Carmina
Catullus
Catullus, Gaius Valerius. The Carmina of Caius Valerius Catullus. Burton, Sir Richard Francis, translator. London, Printed for the Translators, 1894.
- Aid of my sire can I crave? Whom I willing abandoned,
- Treading in tracks of a youth bewrayed with blood of a brother!
- Can I console my soul with the helpful love of a helpmate
- Who flies me with pliant oars, flies overbounding the sea-depths?
- Nay, if this Coast I quit, this lone isle lends me no roof-tree,
- Nor aught issue allows begirt by billows of Ocean:
- Nowhere is path for flight: none hope shows: all things are silent:
- All be a desolate waste: all makes display of destruction.

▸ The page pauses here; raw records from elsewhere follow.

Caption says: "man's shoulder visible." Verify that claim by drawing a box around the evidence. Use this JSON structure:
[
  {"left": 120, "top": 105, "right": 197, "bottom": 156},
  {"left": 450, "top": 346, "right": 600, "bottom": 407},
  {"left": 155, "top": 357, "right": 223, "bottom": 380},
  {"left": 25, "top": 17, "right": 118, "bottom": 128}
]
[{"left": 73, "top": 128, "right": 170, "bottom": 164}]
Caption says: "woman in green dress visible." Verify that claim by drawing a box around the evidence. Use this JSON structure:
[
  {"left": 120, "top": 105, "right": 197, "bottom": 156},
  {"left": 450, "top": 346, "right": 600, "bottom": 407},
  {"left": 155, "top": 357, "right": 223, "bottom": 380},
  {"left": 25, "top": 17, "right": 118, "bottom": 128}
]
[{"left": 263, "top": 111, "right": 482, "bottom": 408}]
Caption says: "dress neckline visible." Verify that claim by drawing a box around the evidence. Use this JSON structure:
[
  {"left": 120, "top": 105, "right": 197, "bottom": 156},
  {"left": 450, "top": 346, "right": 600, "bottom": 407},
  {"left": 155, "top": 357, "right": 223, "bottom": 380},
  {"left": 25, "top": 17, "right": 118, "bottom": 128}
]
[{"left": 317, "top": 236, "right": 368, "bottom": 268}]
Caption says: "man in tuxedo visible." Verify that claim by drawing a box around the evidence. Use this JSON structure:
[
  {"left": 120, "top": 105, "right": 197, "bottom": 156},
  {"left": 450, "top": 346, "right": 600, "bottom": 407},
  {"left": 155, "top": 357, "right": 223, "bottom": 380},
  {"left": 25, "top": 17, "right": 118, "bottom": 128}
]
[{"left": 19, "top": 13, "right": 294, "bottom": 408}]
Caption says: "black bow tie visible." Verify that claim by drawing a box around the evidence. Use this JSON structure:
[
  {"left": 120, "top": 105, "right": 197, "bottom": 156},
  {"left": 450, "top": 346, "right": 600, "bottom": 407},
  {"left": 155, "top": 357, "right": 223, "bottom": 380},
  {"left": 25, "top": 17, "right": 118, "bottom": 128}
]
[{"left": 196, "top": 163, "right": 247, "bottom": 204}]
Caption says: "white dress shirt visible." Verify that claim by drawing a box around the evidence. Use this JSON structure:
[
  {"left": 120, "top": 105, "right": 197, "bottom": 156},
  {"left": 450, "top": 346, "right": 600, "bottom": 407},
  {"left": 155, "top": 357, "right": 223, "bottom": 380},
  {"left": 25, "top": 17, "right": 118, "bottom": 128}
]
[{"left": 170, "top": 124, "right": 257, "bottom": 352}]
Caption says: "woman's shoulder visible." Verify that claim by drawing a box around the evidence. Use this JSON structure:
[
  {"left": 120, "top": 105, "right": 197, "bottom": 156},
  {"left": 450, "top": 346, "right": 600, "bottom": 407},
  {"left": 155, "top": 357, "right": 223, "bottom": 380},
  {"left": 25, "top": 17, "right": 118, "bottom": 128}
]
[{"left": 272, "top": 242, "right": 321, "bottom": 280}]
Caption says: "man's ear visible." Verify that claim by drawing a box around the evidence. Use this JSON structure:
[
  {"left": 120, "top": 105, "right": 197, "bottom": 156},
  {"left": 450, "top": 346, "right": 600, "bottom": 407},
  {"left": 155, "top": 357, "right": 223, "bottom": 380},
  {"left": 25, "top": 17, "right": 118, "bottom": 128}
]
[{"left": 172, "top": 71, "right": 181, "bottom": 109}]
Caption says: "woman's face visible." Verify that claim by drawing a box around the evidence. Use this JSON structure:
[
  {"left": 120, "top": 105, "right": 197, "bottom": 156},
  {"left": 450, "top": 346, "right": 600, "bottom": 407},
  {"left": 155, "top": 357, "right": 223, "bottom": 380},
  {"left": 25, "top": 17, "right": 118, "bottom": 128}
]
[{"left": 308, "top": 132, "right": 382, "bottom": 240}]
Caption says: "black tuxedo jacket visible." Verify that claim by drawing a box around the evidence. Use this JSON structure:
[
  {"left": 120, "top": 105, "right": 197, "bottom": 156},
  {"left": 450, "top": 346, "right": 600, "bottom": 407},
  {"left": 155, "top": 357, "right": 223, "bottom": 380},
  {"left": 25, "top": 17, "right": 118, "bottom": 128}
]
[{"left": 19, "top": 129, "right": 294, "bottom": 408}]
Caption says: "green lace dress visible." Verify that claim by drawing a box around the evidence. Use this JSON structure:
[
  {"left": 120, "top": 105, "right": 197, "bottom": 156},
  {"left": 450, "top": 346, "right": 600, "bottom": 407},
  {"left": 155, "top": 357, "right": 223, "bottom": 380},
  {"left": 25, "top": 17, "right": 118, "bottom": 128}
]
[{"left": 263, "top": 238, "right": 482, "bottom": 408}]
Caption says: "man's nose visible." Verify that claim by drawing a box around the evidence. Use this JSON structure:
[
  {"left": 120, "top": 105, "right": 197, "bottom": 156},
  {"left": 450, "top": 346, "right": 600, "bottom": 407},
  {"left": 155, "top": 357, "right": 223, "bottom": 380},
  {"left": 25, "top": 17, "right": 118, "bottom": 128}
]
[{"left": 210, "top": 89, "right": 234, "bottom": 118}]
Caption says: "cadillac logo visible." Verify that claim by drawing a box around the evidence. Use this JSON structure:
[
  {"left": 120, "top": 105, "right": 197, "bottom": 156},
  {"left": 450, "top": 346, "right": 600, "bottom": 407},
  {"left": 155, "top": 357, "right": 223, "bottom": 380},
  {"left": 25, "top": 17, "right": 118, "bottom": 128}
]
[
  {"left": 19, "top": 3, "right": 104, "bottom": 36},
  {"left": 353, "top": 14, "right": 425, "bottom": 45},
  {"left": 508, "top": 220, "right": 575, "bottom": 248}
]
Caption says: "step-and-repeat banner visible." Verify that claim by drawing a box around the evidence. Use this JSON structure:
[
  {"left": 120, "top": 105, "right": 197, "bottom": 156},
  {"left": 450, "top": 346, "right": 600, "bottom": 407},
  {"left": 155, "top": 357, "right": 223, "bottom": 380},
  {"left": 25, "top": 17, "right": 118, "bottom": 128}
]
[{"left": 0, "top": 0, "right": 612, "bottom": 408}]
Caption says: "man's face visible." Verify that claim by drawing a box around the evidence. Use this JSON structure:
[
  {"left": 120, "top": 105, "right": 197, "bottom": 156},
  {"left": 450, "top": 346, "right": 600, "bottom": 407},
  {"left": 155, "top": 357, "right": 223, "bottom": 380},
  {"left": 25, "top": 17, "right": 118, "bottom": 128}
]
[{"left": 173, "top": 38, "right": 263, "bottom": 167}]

- Yet never close these eyes in latest languor of dying,
- Ne'er from my wearied frame go forth slow-ebbing my senses,
- Ere from the Gods just doom implore I, treason-betrayed,
- And with my breath supreme firm faith of Celestials invoke I.
- Therefore, O you who 'venge man's deed with penalties direful,
- Eumenides! aye wont to bind with viperous hairlocks
- Foreheads,—Oh, deign outspeak fierce wrath from bosom outbreathing,
- Hither, Oh hither, speed, and lend you all ear to my grievance,
- Which now sad I (alas!) outpour from innermost vitals
- Maugre my will, sans help, blind, fired with furious madness.